In 1946, she moved to the state of New South Wales (NSW), when she was appointed to the academic staff of the Department of Tutorial Classes [later Adult Education and then the Centre for Continuing Education] in the University of Sydney. Initially she was located in the Department’s Newcastle Office. Newcastle is NSW’s second city and the centre of the Australian iron and steel industry. In 1960, she relocated to the university’s main campus in Sydney. She retired, as a Senior Lecturer, in 1977. Over her long career, she made a number of significant contributions to the field of adult education.

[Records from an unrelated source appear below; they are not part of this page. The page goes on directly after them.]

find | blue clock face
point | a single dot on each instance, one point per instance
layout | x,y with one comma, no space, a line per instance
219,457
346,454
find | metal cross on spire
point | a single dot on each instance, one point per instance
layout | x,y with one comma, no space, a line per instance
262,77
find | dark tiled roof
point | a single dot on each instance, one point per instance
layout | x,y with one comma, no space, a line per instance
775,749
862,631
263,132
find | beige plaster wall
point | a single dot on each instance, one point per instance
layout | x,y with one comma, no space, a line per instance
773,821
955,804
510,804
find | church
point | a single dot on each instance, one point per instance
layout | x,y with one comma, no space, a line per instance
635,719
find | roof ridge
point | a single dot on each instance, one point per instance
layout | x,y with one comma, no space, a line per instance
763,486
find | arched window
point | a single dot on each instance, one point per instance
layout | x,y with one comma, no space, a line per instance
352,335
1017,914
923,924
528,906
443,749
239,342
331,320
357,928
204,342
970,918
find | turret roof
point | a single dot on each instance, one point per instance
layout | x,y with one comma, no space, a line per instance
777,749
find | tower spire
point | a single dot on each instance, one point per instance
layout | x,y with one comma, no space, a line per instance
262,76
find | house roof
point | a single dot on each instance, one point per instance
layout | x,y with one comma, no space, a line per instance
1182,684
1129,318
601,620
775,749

As one of the first Australian women appointed to a tenured position in adult education, Allsop was an important pioneer for woman’s education and promoted the study of women’s issues in the university’s adult education program. In the early 1950s she began residential adult education courses for mothers and children.
A firm proponent of the significance of the role of professional associations in the advancement of adult education, Allsop served, as a long time elected member representing professional adult educators, on the National Executive of the Australian Association of Adult Education (AAAE). She was the editor of the Association’s journal, the Australian Journal of Adult Education [AJAE]: joint editor from 1969 to 1972 and sole editor 1973 to 1976.
A committed internationalist, Allsop represented Australian adult education at a number of important international events including: the first conference of the International Congress of University Adult education (1965) and the Third World UNESCO Conference on Adult Education, Tokyo, 1972. She was the Editor of the ASPBAE Courier, newsletter of the Asian South Pacific Bureau of Adult Education, in the 1970s.
A great advocate of formal education for adult educators, Allsop wrote the first post-graduate courses in Adult Education to be offered by the University of Sydney in the early 1970s. Her longstanding research interests included the study of the discussion group method in adult education, international adult education, and the history of the city of Newcastle.
Allsop’s proudest achievement was that in 1957, she was admitted to, what is generally believed to be, the first doctoral degree in Adult Education awarded to an Australian (Doctor of Education, Columbia University).
Many younger educators, who visited Allsop in her retirement, tell of her great hospitality and her wonderful stories of the past. These stories recalled the important events in the story of Australian adult education, highlighting the machinations of the “old boys” network that had run adult education in the past and detailed the progress that women had made through adult education.
Allsop was appointed in 1981 as a Member of the Order of Australia (AM) for her services to the field of adult education. She continued her involvement with Adult Education, as a volunteer leader of groups for women, through the 1980s and 1990s. She died in 2000 at age 87.